While many Guilford County citizens were running around stores this week collecting last minute gifts for friends and family, groundwater inspectors from the Guilford County Division of Public Health were running around neighborhoods in west Greensboro collecting well water samples to see if they’re contaminated – and, if so, to discover how much contaminant those samples contain.

Guilford County Assistant Health Director Ken Carter oversees groundwater safety for the county and he said that, on Tuesday, Dec. 18, and Wednesday, Dec. 19, county inspectors were busy drawing well water from neighborhoods near the intersection of Fleming Road and Bryan Boulevard as well as in the Horse Pen Creek Road area.

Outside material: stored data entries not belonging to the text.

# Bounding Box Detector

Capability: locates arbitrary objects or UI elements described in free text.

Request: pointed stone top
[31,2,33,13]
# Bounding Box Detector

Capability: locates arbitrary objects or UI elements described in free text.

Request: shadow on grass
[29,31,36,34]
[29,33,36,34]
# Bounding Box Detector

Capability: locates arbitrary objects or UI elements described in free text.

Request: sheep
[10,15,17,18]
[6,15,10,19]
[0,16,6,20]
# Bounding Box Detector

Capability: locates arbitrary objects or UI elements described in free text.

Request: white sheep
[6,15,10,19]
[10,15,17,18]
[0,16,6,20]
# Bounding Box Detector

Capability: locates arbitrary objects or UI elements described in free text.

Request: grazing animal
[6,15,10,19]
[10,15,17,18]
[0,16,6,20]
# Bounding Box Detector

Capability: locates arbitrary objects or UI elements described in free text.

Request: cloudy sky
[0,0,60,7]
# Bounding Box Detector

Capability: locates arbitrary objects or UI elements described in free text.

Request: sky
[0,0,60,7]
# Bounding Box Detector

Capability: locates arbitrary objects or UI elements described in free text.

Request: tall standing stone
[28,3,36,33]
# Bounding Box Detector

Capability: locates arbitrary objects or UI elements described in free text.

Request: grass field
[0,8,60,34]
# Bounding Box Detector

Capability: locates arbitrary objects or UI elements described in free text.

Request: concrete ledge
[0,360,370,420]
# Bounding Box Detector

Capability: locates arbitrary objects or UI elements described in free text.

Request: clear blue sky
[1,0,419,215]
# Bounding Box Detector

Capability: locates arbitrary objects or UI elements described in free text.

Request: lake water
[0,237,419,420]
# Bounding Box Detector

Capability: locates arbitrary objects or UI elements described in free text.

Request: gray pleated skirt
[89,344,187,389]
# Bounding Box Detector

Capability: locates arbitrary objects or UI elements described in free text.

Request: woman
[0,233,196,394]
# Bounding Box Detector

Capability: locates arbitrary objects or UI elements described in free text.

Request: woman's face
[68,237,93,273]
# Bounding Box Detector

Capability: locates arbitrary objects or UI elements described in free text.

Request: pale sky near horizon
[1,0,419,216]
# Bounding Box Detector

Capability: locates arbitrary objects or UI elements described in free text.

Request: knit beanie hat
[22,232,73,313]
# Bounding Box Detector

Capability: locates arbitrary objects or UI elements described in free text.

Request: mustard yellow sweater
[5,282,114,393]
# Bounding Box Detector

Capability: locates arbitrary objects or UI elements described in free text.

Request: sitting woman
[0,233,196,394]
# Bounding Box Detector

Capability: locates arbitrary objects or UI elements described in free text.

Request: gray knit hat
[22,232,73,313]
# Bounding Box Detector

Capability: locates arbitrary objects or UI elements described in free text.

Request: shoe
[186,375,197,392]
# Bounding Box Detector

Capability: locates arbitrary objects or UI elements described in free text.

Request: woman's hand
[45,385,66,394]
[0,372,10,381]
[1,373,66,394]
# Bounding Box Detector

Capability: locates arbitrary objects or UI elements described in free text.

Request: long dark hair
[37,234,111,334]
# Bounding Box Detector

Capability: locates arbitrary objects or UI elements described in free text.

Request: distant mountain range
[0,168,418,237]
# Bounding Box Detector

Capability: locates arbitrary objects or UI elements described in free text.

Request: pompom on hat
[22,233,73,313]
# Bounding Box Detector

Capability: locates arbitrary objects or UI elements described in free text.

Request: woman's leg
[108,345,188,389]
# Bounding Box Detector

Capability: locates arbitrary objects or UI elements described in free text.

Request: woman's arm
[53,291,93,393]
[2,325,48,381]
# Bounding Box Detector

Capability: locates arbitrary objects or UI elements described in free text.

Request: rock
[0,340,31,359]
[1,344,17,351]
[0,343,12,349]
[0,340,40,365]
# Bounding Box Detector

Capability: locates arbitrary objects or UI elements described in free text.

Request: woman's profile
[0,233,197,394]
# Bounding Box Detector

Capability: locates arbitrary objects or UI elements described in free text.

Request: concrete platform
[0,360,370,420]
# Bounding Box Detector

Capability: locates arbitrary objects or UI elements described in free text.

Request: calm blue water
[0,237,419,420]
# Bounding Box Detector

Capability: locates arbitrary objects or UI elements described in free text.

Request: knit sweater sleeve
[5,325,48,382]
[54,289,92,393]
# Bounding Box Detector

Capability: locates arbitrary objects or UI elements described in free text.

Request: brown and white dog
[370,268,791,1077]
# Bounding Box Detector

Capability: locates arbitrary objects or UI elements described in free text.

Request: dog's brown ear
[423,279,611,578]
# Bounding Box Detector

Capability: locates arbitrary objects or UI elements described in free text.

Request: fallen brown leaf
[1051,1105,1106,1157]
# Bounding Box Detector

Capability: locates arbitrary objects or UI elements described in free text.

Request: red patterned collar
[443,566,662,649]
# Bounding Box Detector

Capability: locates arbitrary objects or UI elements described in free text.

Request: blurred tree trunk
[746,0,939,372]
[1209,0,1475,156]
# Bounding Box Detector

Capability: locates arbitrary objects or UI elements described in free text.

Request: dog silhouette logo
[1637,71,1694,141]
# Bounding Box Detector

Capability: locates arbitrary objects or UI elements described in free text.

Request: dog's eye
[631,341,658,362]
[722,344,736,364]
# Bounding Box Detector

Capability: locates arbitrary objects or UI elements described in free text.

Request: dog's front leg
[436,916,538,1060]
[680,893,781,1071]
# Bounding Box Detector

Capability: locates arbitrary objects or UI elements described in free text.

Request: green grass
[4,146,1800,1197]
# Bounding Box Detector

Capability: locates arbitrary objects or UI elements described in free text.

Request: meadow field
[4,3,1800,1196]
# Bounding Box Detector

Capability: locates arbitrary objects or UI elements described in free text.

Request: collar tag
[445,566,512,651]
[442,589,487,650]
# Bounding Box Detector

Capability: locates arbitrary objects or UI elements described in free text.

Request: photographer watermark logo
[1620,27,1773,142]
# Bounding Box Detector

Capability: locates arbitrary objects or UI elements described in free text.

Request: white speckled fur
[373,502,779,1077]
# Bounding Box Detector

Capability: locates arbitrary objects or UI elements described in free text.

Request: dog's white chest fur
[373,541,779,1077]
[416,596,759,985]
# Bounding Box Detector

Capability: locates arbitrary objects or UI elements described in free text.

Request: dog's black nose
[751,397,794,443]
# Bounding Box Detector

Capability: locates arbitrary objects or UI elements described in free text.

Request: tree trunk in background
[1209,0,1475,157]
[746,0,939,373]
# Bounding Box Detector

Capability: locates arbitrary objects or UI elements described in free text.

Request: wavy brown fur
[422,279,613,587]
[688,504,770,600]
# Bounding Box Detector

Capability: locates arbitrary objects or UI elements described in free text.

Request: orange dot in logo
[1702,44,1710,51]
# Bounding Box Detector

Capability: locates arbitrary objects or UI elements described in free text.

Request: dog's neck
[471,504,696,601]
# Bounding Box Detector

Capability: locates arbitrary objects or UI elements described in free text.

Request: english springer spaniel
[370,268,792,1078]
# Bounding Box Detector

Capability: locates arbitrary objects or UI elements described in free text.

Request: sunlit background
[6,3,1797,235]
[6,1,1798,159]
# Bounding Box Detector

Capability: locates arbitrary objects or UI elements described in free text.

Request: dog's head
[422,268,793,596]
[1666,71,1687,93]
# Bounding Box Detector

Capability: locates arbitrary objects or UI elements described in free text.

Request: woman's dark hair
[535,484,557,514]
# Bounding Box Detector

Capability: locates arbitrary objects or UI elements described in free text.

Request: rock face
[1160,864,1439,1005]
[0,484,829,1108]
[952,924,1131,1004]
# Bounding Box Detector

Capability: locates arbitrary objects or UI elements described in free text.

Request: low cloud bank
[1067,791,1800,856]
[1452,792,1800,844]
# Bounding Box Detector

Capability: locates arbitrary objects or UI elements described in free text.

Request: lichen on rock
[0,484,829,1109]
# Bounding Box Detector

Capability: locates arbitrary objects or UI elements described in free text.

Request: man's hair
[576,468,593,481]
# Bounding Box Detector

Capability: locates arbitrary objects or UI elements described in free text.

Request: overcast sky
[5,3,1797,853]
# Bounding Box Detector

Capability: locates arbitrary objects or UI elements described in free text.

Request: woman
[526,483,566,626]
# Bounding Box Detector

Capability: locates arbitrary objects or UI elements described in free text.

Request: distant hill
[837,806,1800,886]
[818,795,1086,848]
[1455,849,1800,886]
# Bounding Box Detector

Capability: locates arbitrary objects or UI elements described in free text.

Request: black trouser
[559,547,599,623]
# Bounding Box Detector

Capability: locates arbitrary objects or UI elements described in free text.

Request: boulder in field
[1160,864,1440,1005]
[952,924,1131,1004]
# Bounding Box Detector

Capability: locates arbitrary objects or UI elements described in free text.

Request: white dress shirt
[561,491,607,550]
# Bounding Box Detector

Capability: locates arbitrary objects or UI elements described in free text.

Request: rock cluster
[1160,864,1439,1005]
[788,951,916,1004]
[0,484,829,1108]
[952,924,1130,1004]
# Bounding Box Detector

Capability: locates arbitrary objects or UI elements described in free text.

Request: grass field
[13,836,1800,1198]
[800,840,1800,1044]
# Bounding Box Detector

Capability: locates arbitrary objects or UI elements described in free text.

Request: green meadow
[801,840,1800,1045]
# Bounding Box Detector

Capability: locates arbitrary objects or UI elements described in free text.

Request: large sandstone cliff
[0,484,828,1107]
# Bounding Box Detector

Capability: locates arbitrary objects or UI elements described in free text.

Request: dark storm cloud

“We’re testing 35 wells,” he said. “We’re vetting the results and we should hear back in about three weeks.”

The neighborhoods the county is testing are in Greensboro but are ones on well water rather than the city’s water system.

Carter said the tests are the results of the recent publicized contamination issue in the city’s water supply.

Contaminants known as Per- and Polyfluoroalkyl Substances (PFAS) were found in the city’s water system, and Guilford County’s Division of Public Health has been implementing a multistage plan to address well water quality concerns in some areas where contamination is considered a possibility.

This week’s well water sample collection comes several weeks after a community meeting that Guilford County held to inform residents of potential issues as well as to answer questions and get input.

Carter said the county is sending the samples to a private lab in Columbia, South Carolina.  He added that his department will get those results back in mid-January, assess the findings and then report back to the community – likely in early February.  According to Carter, the well water study is connected to the city’s water issues since there’s concern that streams in the tested area are feeding pollutants into the city’s water system, which may be why the city is having problems with PFAS levels.

The City of Greensboro has high quality water; however, in recent years the city has been battling PFAS levels. PFAS are chemicals used in a variety of manufacturing processes.  They are also a component of the foam used to fight fires.  The EPA has issued a non-regulatory health advisory on the level of PFAS that is acceptable in a municipal water supply of 70 parts per trillion and Greensboro has at times exceeded that level.  Tests have shown the area near where the county is now testing has a higher than acceptable concentration of PFAS.

In mid-November, City of Greensboro Water Resources Department Director Steven Drew addressed the Guilford County Board of Commissioners, seeking the county’s help in the effort to keep the city’s water clean and healthy.

“These are bad actors that are in the environment,” Drew told the commissioners at that time.

Drew said Greensboro did what it was required to do to address the problem and took additional steps as well.  The city notified the state and citizens of the issue and engaged in water filtration efforts to reduce PFAS level.

The recent testing by Guilford County is an effort to help the city and the county identify the source or sources of the contamination.